Нижняя губа у замредактора оттянулась. Он всегда, как говорили сотрудники, больше полагался на свою губу, чем на ухо.

Пришлось уточнить вопрос.

– А, ты вот о чем. Ну, там и дела-то никакого не было. Грязь.

А парень Анохина там и вовсе ни при чем.

– Ни при чем?

– Ну да. Парня, можно сказать, за компанию замели. Это его дружки-приятели с девочкой развлекались, а он-то, как теленок, в соседней комнате спал.

– А Анохин не знал этого?

– А откуда ему знать? Это уж после ареста, в ходе следствия выяснилось. А тогда бумага из милиции пришла. Реагировать надо. Ну, мы вызвали на партбюро. Поговорили. Правда, поговорили крепко. Что ж ты, говорим, солдат воспитываешь, а сына своего проглядел. Можешь ты, говорим, после этого в газете работать?

И понимаешь, что всего удивительнее. Он ведь все сам признал, со всем согласился. «Да, говорит, признаю. Не доглядел. Признаю, товарищи, что допустил серьезную политическую ошибку».

«Да, да, – говорил себе Александр Дмитриевич, – так оно и было». И он вспомнил 1942 год, партийное собрание в прифронтовой газете… И, наверно, так же вот и на этот раз Анохин стоял перед своими товарищами и искренно, со всей беспощадностью казнил себя. Но, боже, трудно даже представить, что творилось у него на душе! Погиб Ленька, рухнуло моральное право работать в газете… И если раньше Александр Дмитриевич мог еще допускать, что с Анохиным произошел несчастный случай, то теперь он знал твердо: Анохин сам своей рукой вычеркнул себя из жизни. Он поднял голову, сказал:

– Я напишу о нем, об Анохине.

– Об Анохине? Для праздничного номера? Ты шутишь?

– Нет, не шучу.

Замредактора подтянул нижнюю губу.

– А что же поучительного ты извлечешь из Анохина? Конечно, ежели по-человечески подойти, старика жалко. Да ты ведь знаешь, что он за газетчик был. Пустяковая информация, какойнибудь выход на стрельбище. А наворотит такого – треск один. Нас засыпали жалобами и офицеры, и солдаты.

– На Анохина?

– Да, на его информацию. И уж если откровенно говорить, то мы даже подумывали списывать его. А что делать? Нет, не вижу, что бы ты мог извлечь поучительного, – опять с той же профессиональной практичностью поставил вопрос замредактора.

Александр Дмитриевич и сам думал об этом. В самом деле, почему он вдруг предложил написать об Анохине? Каких-либо героических деяний за ним нет. Газетчик он никудышный. Так что же? Неужели им движет только одно желание – загладить как-то свою вину перед Анохиным?

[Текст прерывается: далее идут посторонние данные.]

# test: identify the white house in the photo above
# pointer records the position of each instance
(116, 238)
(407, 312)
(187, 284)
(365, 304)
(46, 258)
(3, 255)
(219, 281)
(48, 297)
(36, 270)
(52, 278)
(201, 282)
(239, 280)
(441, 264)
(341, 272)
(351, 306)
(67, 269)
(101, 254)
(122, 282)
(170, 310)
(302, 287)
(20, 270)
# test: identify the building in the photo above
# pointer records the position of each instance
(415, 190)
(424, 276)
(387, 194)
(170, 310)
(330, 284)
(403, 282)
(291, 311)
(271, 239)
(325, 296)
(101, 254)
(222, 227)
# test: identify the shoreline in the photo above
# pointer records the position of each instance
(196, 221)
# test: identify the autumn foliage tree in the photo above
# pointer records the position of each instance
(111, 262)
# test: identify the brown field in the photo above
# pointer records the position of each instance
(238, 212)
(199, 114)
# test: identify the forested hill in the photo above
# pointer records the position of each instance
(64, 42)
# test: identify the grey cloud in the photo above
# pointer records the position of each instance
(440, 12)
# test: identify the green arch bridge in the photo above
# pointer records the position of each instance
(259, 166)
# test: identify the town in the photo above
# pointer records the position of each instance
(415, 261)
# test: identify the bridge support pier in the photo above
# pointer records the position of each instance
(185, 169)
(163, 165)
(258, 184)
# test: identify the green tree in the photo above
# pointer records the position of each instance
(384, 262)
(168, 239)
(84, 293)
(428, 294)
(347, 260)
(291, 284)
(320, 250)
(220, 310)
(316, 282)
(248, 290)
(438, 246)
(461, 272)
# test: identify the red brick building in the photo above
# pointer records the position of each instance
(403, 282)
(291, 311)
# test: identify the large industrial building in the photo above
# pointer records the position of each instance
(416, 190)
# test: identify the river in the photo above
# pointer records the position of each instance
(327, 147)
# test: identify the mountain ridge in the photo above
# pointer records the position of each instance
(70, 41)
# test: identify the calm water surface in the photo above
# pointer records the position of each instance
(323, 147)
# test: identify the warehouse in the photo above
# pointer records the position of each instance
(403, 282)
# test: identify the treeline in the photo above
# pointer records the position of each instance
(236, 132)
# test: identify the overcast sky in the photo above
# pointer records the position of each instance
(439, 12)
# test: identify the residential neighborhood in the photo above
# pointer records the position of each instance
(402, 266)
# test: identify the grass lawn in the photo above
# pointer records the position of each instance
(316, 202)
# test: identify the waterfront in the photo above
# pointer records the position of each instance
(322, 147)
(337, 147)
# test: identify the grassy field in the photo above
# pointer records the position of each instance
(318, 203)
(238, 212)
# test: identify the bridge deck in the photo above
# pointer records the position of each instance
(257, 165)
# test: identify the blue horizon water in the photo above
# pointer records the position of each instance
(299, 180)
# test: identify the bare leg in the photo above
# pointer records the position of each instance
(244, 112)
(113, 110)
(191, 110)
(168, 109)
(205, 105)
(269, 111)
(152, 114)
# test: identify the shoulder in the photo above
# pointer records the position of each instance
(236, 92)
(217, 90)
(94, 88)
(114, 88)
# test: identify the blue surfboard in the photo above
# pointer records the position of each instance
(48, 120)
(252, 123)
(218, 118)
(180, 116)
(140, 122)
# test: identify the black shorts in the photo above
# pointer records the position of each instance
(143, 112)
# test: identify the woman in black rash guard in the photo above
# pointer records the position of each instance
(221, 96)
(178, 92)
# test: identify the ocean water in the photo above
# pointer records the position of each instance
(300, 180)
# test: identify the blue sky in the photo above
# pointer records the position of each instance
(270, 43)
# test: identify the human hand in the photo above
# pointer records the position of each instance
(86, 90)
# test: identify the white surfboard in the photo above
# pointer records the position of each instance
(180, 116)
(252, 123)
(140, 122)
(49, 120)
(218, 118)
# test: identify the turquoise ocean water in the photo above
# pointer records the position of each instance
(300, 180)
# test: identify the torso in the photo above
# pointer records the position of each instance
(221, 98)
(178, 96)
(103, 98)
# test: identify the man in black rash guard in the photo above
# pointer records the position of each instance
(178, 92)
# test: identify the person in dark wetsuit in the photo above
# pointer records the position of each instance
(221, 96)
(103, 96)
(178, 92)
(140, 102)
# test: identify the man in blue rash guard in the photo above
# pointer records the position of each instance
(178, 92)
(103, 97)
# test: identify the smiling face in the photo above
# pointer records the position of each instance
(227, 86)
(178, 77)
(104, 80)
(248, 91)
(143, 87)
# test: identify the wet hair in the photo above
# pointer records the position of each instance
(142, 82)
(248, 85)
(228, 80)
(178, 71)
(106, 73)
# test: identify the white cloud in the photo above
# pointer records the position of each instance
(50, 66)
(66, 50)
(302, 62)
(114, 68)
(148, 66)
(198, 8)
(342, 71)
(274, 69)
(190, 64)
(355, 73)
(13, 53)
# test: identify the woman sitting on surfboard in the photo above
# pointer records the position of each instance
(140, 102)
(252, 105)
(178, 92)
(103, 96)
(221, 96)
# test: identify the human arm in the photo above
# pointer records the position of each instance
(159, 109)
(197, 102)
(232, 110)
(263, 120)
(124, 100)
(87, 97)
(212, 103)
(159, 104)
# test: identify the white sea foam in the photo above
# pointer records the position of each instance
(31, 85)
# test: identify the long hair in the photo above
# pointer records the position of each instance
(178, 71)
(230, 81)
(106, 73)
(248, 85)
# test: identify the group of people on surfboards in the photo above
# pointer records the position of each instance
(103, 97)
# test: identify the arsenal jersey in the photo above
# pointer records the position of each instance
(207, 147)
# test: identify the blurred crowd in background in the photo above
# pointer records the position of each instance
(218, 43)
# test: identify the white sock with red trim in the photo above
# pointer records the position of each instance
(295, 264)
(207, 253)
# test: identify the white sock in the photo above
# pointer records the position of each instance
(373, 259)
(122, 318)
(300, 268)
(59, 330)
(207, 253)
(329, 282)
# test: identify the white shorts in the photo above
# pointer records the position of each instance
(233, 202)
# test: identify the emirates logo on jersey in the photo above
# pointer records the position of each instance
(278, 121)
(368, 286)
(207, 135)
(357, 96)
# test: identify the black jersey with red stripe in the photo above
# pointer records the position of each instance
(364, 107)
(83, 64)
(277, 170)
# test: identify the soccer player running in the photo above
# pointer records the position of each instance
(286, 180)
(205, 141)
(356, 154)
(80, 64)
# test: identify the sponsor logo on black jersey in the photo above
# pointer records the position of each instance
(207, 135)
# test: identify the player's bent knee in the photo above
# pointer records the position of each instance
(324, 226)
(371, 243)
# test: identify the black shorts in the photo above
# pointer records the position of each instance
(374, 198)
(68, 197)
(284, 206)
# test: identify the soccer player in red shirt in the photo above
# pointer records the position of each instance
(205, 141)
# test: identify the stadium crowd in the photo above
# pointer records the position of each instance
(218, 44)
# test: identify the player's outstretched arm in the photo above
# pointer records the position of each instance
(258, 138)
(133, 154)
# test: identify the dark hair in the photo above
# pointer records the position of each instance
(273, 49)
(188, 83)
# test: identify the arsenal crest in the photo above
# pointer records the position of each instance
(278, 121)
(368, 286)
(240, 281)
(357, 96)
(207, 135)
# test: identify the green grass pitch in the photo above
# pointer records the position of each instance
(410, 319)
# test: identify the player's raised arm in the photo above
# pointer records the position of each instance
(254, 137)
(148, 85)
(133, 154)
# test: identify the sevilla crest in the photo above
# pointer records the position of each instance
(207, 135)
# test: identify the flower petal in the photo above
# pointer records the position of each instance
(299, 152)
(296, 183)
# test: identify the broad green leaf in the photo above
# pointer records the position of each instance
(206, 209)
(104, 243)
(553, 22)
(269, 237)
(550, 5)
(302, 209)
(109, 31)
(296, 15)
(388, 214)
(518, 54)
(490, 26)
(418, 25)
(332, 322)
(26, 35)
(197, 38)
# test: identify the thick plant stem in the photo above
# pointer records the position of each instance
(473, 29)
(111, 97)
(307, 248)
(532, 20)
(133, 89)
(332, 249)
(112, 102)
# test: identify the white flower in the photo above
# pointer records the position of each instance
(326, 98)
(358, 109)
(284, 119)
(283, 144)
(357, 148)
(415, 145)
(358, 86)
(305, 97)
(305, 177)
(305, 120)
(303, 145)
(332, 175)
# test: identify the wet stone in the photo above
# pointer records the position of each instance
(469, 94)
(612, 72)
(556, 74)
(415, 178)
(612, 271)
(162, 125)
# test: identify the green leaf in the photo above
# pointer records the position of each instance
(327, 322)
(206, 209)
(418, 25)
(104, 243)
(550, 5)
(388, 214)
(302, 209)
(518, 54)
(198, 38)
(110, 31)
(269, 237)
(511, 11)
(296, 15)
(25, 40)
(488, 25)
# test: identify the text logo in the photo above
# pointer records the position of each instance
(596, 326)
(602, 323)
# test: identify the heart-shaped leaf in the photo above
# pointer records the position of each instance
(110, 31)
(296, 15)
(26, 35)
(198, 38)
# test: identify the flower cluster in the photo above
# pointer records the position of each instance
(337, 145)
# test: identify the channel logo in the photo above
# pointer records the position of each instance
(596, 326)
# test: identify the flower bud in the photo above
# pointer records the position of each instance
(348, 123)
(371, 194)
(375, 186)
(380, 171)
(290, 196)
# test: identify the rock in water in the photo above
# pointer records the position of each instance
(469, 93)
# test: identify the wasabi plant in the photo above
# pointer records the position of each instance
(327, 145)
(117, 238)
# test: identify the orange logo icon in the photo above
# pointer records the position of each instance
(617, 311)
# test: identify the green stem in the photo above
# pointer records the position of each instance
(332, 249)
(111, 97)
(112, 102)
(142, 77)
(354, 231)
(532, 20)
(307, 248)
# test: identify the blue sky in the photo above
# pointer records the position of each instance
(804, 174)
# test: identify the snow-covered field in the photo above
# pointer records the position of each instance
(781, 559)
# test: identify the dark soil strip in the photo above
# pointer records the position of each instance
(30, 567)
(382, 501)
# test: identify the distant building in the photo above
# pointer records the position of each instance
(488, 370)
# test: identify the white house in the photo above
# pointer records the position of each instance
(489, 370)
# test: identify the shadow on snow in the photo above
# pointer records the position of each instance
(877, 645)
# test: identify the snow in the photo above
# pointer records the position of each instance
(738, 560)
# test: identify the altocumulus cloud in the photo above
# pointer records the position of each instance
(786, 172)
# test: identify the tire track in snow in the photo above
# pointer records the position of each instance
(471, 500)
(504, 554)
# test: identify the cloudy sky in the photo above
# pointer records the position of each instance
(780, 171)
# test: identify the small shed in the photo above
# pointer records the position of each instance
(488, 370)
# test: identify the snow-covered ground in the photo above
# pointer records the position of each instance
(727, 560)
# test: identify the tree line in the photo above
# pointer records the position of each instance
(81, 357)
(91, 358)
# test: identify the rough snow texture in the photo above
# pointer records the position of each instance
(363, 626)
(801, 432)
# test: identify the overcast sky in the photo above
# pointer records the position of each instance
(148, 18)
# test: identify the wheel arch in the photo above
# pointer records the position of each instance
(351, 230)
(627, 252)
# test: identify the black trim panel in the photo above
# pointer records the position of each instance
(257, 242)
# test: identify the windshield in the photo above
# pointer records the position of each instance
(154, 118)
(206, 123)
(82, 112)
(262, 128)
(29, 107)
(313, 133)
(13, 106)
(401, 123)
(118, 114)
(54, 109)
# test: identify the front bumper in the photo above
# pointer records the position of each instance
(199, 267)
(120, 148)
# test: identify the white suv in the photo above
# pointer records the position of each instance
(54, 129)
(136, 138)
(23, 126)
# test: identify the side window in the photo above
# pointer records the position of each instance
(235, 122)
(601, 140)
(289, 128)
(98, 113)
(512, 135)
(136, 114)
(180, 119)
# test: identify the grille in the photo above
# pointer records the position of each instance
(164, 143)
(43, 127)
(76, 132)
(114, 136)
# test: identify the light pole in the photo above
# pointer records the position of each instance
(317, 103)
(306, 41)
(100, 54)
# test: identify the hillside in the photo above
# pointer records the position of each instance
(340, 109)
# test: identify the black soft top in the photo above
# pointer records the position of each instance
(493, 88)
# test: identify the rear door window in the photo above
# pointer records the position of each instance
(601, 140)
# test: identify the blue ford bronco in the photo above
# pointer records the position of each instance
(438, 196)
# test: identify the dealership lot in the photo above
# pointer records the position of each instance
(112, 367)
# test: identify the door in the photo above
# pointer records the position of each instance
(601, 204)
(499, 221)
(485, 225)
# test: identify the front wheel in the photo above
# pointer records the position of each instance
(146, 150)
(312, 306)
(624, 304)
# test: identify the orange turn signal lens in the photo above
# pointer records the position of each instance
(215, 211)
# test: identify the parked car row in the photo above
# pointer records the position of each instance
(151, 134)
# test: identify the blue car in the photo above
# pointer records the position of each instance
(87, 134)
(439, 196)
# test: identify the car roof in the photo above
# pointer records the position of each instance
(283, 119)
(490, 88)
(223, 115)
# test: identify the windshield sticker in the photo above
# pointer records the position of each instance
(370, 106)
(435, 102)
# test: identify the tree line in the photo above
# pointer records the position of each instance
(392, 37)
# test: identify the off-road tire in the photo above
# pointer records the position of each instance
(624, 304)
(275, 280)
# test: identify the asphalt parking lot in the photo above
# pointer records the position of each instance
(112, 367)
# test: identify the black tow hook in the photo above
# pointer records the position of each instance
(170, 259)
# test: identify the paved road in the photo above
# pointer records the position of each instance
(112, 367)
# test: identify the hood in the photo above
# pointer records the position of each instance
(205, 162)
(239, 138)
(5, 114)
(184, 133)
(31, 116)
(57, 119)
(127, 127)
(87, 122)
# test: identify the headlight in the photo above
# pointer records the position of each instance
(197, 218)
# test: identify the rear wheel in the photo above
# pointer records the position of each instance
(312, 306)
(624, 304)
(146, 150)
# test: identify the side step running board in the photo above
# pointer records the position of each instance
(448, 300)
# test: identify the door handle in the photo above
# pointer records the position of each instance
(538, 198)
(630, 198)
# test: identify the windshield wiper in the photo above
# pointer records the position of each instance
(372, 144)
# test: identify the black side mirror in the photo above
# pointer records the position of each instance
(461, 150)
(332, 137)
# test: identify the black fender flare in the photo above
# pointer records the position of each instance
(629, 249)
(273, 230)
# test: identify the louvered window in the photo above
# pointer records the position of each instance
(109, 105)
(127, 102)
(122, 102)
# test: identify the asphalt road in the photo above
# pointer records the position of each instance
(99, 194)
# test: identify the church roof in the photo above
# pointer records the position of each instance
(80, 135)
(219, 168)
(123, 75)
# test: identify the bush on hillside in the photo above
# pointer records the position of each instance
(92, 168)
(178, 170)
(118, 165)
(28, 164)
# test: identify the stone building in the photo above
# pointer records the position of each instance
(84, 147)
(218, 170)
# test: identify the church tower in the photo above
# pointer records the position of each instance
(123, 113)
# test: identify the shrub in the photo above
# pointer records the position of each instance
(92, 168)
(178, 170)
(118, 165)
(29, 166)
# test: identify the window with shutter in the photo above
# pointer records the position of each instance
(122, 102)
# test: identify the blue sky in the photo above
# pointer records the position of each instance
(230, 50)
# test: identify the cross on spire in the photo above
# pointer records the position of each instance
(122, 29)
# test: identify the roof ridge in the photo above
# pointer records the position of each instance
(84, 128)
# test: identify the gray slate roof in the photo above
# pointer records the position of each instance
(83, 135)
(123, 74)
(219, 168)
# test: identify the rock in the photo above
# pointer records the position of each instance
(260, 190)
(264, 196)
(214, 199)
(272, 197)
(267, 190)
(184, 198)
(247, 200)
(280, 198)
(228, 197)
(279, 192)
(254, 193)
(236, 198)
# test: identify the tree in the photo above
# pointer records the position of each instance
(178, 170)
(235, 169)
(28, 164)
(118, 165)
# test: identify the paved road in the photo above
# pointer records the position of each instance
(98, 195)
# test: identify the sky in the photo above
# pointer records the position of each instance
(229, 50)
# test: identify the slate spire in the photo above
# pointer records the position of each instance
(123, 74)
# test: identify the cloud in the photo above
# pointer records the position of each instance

И мысленно он попытался откуда-то со стороны посмотреть на Анохина. Маленький малограмотный работяга. Ограниченный. Беспрекословно исполнительный. Винтик, как сказали бы еще совсем недавно. И в то же время такой энтузиазм и бескорыстие, такая идейная одержимость и готовность к самопожертвованию…

В последнее время Александр Дмитриевич часто задумывался над нашим историческим путем. И вот сейчас ему вдруг подумалось, что, может быть, именно в Анохине – а таких миллионы – и надо искать отгадку наших побед и роковых заблуждении в недавнем прошлом.

– Нет, мы-то вот о чем хотели тебя просить, – сказал замредактора. – О себе написать.

– Обо мне?

– Да. Что бы ты, например, сказал о таком сюжетце: путь от рядового корреспондента к писателю. Примерно, конечно. Вот это было бы поучительно! А?

Александр Дмитриевич медленно покачал головой.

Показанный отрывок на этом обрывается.